# Going gluten free for gas prob



## StressedOut (Nov 14, 2001)

Hi all,I've been suffering with IBS for nearly a year now and I've tried doing lots of things with my diet (cutting out dairy, caffine etc.) but as yet I have had no relief from daily bouts of intestinal gas (no odour though unless there's gonna be a D attack), belching, stomach ache and stabbing pain in my guts when I have a D attack







My last three D attacks have been after eating pasta and bread but even when I cut these out my symptoms don't ease.
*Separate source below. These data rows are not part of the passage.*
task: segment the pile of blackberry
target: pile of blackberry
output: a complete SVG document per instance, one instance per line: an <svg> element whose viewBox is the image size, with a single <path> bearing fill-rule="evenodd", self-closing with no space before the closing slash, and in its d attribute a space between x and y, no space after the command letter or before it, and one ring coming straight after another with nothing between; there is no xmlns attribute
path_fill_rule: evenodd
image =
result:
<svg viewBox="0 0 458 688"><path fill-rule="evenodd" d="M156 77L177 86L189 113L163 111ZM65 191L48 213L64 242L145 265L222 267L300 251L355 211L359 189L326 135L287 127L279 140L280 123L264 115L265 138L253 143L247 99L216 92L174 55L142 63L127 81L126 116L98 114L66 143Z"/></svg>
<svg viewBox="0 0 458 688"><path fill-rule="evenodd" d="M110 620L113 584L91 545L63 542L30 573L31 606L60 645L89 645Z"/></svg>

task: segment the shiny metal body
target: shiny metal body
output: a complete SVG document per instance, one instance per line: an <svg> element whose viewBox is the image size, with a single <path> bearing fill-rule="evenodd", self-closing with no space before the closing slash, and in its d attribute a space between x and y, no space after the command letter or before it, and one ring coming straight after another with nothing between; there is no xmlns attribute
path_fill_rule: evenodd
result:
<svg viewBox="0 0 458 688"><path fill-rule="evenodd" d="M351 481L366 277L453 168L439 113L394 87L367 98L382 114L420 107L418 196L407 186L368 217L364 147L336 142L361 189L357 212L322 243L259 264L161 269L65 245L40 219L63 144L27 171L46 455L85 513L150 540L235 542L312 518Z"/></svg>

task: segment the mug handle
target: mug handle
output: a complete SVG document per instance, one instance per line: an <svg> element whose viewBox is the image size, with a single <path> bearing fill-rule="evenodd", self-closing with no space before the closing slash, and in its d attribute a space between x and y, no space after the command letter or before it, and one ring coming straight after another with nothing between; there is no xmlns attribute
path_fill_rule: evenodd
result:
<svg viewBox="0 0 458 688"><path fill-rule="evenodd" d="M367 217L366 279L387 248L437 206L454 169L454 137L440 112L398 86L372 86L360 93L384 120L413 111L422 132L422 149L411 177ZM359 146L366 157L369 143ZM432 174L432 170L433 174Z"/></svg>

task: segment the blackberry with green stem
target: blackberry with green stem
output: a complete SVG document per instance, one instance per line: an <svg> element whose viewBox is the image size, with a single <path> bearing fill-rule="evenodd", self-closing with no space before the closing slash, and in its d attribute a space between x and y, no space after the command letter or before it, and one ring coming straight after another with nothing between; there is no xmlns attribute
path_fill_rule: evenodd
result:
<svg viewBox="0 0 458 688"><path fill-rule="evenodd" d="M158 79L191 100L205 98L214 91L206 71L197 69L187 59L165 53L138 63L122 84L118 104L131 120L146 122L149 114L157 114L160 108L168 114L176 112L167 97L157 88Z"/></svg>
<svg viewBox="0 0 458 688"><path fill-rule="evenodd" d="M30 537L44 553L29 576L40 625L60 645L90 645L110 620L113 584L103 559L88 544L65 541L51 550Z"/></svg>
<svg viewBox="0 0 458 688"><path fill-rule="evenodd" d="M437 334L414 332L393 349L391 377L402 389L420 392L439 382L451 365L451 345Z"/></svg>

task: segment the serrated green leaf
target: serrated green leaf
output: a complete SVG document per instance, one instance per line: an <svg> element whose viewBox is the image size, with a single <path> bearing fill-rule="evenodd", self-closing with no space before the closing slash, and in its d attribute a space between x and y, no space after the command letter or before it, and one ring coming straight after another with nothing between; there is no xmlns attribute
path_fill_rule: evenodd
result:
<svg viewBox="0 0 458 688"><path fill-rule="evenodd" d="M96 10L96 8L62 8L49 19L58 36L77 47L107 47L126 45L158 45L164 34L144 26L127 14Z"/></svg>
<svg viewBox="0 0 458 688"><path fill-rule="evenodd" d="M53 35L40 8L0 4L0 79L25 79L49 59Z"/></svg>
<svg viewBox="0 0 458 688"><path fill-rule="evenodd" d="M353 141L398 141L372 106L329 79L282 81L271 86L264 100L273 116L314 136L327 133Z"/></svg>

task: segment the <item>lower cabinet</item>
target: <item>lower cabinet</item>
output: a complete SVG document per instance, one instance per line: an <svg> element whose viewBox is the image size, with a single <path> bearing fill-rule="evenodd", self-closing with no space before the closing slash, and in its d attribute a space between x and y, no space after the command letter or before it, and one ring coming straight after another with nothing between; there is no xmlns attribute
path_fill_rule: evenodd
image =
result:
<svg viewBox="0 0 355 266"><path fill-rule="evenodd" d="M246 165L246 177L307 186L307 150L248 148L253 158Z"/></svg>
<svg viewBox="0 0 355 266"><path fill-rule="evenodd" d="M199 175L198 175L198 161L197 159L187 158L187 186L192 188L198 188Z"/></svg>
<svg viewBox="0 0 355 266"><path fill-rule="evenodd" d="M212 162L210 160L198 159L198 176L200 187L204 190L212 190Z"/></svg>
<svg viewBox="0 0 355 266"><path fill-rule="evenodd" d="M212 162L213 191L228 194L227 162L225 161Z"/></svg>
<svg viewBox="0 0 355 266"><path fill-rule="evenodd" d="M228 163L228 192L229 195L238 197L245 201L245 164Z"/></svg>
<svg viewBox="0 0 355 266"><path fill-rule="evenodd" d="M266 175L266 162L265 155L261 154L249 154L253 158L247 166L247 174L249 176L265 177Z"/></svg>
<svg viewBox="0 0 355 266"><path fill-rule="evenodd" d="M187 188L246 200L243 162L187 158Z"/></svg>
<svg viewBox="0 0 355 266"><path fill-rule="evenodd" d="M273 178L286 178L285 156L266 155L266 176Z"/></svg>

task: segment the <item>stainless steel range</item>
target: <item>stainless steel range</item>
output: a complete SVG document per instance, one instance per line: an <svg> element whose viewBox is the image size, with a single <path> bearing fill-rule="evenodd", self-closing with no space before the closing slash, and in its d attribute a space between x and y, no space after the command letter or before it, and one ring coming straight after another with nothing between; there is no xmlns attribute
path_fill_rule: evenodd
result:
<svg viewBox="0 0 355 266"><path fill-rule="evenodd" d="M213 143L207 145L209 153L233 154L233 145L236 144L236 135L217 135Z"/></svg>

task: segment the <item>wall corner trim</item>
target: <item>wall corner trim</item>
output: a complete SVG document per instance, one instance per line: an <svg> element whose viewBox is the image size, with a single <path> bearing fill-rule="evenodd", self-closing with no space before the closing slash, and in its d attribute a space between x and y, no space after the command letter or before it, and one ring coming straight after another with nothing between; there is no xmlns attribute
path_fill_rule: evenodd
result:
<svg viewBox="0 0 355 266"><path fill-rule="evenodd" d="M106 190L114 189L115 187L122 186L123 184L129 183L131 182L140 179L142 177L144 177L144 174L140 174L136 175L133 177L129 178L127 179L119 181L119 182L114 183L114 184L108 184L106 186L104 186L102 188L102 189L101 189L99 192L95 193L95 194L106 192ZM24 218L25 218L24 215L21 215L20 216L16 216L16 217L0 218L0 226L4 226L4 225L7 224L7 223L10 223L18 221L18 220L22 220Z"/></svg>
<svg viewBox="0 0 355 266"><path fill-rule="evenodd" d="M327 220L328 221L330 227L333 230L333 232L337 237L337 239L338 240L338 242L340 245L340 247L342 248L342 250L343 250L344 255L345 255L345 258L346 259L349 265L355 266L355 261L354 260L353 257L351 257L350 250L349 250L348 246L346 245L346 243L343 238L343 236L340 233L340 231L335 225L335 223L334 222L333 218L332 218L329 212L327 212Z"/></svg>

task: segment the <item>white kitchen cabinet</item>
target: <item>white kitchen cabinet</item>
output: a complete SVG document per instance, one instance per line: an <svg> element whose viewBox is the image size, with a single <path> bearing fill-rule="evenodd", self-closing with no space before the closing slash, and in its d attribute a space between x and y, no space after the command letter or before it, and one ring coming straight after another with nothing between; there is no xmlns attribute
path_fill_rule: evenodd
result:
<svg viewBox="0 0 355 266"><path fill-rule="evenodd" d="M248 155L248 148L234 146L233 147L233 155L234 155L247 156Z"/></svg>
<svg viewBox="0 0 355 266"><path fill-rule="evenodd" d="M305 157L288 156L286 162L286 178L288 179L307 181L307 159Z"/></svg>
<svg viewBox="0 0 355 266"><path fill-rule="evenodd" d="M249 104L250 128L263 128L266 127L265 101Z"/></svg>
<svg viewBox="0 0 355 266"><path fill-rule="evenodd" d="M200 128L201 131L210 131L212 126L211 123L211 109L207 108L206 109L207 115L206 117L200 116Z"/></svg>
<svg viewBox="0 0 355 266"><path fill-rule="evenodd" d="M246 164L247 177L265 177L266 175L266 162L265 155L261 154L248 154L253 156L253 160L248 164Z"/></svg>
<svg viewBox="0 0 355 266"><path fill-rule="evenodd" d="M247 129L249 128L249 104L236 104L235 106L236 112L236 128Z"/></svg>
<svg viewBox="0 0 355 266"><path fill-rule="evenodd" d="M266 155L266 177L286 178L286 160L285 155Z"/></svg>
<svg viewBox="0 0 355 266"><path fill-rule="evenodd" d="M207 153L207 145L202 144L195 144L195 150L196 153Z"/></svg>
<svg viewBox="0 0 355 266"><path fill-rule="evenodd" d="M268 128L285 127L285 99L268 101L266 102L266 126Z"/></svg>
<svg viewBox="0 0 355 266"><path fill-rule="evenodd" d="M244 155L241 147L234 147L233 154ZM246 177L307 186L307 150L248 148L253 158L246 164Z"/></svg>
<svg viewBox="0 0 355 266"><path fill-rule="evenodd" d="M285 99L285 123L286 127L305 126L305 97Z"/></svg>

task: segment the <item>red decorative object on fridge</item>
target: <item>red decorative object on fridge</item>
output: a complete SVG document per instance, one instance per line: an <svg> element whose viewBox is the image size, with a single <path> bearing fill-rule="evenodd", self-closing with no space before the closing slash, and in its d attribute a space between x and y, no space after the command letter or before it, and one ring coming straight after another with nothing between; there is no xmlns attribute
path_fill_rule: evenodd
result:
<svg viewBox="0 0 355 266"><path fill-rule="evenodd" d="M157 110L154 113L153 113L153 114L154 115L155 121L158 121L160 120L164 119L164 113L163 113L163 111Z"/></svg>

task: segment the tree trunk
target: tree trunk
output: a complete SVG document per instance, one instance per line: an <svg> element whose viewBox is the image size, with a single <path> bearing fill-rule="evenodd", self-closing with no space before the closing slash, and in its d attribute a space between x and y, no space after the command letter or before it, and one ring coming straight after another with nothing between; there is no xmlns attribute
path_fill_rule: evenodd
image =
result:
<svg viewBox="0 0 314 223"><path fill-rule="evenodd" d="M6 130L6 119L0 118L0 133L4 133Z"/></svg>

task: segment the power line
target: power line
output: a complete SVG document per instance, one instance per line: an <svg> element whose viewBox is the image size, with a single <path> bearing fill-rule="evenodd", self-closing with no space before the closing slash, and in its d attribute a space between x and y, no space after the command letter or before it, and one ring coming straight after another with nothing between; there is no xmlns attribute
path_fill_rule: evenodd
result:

Although maybe this is because wheat products are in most of the food I eat and I didn't know about them?I've been through lots of prescriptions from my GP with no relief and I've recently been seeing a homeopath. Her prescriptions have (as yet) made no improvement but she recommened me going gluten free not just cutting out bread and pasta.I've been doing this for five days now and I've spent three days with a headache! I'm finding this diet very restrictive and I'm wondering how long before I should start to feel the benefits? Two weeks, a month...?







Anyone been there and done that or am I wasting my time!?!TIA.


----------



## Mike NoLomotil (Jun 6, 2000)

TIA:Not to be pessimistic, but "Res Ipsa Loquitur".everything that follows assumes you have had a proper differntil diagnostic workup done by a board Certified GI doc for your symptoms. If that is not the case, that needs to be done before you read any further. If it has then read on friend.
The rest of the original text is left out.